#1
|
|||
|
|||
Hakkari
Araştırmacı Muvaffak Uyanık, Hakkari bölgesinin batısında yer alan "Guveruk" ve "Tırşin" yaylalarında, kayalar üzerine kazınarak çizilmiş binlerce kaya resmi bulmuştur. Adeta açık hava müzesi niteliğinde olan ve çok geniş bir alana yayılı bulunan bu zengin resimlerin benzerliğine, doğuda Azerbaycan ve Kobistan bölgesinde kayalar üzerine çizilen yaklaşık 4.000 Adet resimde rastladığımız gibi güneyde de Filistin bölgesinde kayalar üzerine çizilen yüzlerce kaya üstü resimde rastlarız. Guveruk ve Tırşin yaylalarındaki kaya üstü resimleri , yaklaşık olarak M.Ö. 6.000-1.000 yıllarına tarihlen dirilmek tedir. Ancak bu resimlerin büyük bir kısmının daha sonraki devirlerde de çizildikleri anlaşılmaktadır. Buradaki tasvirlerin büyük çoğunluğu stilize edilerek yapılmışlardır. Buna karşılık, o devirlerde bölgede yaşayan zengin av hayvanları hakkında yine de küçümsenemiyecek önemli bilgiler vermektedir.

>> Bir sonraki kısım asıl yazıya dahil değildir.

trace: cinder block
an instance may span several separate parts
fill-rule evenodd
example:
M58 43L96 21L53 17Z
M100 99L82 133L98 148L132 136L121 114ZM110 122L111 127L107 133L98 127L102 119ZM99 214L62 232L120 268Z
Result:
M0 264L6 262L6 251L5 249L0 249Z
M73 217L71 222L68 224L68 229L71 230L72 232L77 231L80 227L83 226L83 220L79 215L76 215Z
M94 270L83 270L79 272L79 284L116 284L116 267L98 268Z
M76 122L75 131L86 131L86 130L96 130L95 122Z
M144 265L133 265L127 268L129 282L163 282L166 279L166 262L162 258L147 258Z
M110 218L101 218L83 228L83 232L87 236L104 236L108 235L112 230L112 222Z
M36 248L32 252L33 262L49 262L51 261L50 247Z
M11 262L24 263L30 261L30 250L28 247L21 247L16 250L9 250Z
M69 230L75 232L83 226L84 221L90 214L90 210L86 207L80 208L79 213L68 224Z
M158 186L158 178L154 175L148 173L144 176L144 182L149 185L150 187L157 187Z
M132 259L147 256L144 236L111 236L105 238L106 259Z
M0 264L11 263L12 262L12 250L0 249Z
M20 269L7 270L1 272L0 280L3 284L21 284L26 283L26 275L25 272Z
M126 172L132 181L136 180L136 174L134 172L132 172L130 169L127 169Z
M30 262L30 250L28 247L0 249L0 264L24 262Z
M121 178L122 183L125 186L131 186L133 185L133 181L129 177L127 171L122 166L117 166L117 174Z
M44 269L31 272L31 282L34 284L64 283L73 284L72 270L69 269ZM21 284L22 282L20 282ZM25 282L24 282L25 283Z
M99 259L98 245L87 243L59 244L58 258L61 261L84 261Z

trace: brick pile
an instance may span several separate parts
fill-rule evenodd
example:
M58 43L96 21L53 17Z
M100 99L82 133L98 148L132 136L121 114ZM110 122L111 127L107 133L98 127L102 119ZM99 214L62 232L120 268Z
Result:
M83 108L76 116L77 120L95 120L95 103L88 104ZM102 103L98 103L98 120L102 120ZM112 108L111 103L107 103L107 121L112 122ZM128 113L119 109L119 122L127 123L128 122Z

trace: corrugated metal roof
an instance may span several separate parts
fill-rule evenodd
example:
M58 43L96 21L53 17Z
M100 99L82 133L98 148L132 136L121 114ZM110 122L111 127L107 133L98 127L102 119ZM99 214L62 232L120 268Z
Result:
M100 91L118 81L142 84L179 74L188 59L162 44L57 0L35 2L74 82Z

Resimlerin büyük bir kısmını, Dağ keçileri, bizon, çeşitli av hayvanları avda kullanılan tuzak sahneleri, sihir ile ilgili motifler, sitilize edilmiş şekiller ve eski yarı-göçebe Türk boylarının kullanmış oldukları amblemler meydana getirmektedir.Özellikle daha genç devre ait stilize adilmiş resim ve amblemler, kuzeyde Erzurum yakınlarındaki "cunni" mağarasındaki resim ve amblemlerle, daha batıda ise Kütahya yakınlarındaki Aizanı tapınağının duvarlarındaki büyük taş blokları üzerine hayvan resimleri ile çok büyük bir benzerlik göstermesi yönünden ilginçtir. gerek cunni mağarasındaki resim ve amblemleri ve gerekse Kütahya yakınlarındaki Aizanı tapınağının taş duvarları üzerine çizilen hayvan sahnelerini eski Türk boylarının yapmış olduğu kesindir. ayrıca, bu bölgedeki tasvirlerin Anadolu dışındaki benzerlerine ise, Azerbaycan, Kobistan ve hatta Sibirya'da son yıllarda keşfedilen binlerce kaya üstü resmi meydana getirir. görüldüğü gibi, çok geniş bir coğrafi bölgeye yayılmış olmasına rağmen, şekil ve muhteva yönünden birbirinin benzeri olan bu resimlerin, eskiden göçebe ve yarı göçebe Türk boyları tarafından yapılmış oldukları bugün artık yerli ve yabancı bilim adamlarınca kesinlikle kabul edilmiştir.dolayısıyla tarih öncesi dönemlerde bile , Anadolu ve özellikle Doğu Anadolu bölgesi ile Azerbaycan ve Asya bozkırları arasındaki kültür ve sanat merkezleri arasında kopmaz bir birliğin olduğu açıktır.Bu durum ayrıca, tarih öncesi devirlerden yeni zamanlara kadar Orta Asya'dan Anadolu'ya devamlı olarak göçlerin yapıldığını da açıklar.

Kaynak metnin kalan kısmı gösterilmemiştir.